Monday 4 November 2013

Yahoo launches $15,000 bug bounty system after t-shirt scandal

Yahoo
Yahoo's long-anticipated bug bounty programme has launched following October's "T-Shirt gate" controversy.
The web firm will now pay up to $15,000 to ethical hackers who find vulnerabilities in its web services, a bigger offering than its previous policy of providing Yahoo merchandise vouchers.
Writing on Yahoo's developer blog, the company's head of security Ramses Martinez said the process had been an "extremely positive" experience.
"It is our hope that the official launch of this program will usher in a new, less-shirt-centric era for security at Yahoo," he said. "We look forward to open and productive collaboration with the community and doing our part to make the Internet more secure."
Martinez claimed last month that he was the person who instigated voucher-based rewards for hackers, even going as far as saying he paid for them out of his own pocket.
In addition to ramping up the rewards for finding security flaws, the process behind bug reporting has been overhauled, according to Yahoo.

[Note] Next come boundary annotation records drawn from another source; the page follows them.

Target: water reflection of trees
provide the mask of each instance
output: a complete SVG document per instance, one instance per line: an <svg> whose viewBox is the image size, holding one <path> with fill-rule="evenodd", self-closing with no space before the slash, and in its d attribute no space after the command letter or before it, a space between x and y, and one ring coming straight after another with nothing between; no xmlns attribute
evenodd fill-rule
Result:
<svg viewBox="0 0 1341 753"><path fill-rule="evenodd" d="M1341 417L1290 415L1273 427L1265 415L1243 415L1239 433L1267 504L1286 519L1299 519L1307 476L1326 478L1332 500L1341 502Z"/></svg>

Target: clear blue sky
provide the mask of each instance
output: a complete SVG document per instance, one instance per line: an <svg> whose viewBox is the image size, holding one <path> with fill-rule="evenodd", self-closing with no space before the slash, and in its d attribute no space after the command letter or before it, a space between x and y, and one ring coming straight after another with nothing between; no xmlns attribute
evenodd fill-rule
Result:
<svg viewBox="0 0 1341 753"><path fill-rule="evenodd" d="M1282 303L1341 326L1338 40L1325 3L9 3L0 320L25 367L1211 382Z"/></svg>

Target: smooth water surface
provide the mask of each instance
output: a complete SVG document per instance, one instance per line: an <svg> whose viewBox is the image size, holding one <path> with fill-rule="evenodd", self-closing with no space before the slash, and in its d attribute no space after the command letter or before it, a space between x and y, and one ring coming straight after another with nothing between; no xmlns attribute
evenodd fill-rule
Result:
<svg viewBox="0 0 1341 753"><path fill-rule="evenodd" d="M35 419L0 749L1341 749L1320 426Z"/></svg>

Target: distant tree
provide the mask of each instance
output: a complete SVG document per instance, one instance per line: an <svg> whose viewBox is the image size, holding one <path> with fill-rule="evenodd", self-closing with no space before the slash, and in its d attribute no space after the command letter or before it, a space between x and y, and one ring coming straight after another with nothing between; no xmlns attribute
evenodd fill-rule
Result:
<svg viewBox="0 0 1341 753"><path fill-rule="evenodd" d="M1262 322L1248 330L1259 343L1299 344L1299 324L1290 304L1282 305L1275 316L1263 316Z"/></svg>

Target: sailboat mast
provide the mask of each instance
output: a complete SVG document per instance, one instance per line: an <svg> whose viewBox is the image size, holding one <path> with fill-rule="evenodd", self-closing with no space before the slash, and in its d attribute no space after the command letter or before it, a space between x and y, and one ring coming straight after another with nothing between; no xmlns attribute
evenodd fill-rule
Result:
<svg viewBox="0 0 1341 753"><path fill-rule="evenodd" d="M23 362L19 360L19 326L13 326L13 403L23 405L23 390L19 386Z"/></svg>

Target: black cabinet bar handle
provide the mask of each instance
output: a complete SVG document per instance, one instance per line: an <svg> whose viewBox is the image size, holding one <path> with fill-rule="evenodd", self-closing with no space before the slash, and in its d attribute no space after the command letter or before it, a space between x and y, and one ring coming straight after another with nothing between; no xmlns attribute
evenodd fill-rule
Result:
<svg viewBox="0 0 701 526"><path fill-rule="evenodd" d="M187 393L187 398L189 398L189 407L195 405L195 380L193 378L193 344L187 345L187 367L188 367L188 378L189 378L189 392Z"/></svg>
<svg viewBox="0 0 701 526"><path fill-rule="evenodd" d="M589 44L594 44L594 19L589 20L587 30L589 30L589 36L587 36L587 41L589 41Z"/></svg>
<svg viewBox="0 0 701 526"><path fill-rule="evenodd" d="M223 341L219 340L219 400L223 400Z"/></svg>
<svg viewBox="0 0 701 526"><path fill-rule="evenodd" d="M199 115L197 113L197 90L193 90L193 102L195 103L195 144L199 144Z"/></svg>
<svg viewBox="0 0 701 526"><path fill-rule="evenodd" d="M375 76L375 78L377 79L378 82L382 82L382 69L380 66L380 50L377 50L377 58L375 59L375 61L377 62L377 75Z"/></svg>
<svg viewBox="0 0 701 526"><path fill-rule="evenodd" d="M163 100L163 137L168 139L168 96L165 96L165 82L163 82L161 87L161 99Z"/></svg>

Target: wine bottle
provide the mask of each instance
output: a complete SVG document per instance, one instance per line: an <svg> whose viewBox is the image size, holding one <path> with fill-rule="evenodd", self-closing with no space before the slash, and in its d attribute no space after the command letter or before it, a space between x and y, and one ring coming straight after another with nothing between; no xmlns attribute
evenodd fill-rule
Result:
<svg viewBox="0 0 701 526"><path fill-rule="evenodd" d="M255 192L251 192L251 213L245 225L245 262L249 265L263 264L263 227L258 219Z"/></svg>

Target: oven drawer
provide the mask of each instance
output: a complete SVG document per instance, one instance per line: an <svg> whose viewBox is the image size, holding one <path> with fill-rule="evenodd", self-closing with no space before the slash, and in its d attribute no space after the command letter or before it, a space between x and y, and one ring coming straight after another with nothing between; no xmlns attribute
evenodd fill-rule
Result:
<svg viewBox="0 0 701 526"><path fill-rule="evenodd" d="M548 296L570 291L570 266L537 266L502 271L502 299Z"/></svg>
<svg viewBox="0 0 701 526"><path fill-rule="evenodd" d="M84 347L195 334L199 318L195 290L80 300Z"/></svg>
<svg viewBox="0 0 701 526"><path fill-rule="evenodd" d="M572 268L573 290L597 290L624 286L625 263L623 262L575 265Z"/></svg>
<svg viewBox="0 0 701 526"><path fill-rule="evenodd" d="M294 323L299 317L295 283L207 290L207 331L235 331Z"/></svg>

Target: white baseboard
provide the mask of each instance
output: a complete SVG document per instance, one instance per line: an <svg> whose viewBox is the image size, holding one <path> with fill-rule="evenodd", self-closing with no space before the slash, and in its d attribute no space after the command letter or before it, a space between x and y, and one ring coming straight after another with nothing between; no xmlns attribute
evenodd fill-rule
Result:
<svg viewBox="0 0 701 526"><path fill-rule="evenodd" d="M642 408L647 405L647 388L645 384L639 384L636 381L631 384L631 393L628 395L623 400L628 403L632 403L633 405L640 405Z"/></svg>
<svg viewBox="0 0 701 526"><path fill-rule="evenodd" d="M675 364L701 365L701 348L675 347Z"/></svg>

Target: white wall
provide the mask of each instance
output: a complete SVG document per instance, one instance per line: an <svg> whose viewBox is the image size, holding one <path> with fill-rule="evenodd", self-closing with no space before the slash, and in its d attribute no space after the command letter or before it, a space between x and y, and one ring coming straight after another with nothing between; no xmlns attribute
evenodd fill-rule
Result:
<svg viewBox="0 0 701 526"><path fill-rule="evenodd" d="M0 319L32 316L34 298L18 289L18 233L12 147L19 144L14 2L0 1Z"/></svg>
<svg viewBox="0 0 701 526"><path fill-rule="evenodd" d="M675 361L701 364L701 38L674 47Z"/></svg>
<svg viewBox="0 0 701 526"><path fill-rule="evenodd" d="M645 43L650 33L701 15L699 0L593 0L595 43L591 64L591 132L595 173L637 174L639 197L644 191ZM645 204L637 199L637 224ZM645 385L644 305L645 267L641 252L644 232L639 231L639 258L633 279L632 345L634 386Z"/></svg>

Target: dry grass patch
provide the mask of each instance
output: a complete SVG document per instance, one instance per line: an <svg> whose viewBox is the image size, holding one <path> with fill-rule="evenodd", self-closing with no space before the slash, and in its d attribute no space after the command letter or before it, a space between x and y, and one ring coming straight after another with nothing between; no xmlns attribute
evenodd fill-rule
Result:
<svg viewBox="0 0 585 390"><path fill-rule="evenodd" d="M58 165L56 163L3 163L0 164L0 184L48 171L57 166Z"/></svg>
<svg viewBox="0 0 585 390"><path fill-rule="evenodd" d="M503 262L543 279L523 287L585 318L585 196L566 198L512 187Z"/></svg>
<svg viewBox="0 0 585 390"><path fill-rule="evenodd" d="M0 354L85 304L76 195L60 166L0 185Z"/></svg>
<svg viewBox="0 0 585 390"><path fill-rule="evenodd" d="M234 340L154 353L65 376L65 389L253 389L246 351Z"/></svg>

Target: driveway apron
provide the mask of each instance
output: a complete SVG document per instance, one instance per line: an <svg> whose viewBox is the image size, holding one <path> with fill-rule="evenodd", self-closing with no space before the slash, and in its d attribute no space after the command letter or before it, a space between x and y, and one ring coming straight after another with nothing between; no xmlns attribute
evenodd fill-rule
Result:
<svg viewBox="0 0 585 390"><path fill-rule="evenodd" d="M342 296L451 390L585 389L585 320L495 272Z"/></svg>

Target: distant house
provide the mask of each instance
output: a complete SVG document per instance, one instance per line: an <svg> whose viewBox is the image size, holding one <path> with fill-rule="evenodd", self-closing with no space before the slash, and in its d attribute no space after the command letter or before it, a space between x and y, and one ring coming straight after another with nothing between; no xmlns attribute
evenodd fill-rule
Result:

A new, more automated submission service is expected to handle reports faster, while a new, clearer set of guidelines have been published to the bug submission page.
Yahoo's seemingly inadequate bug bounty reporting system found itself in the limelight after researchers from security firm High-Tech Bridge revealed they had been paid $25 for the discovery of two relatively serious XSS vulnerabilities on Yahoo domains.
In a subsequent blog post, Yahoo's Martinez claimed the submission and recompense process had already been undergoing an overhaul even before High-Tech Bridge's blog post although the timing of the claim seemed a little too well-timed. For hackers who still want Yahoo merchandise T-shirts are still on offer.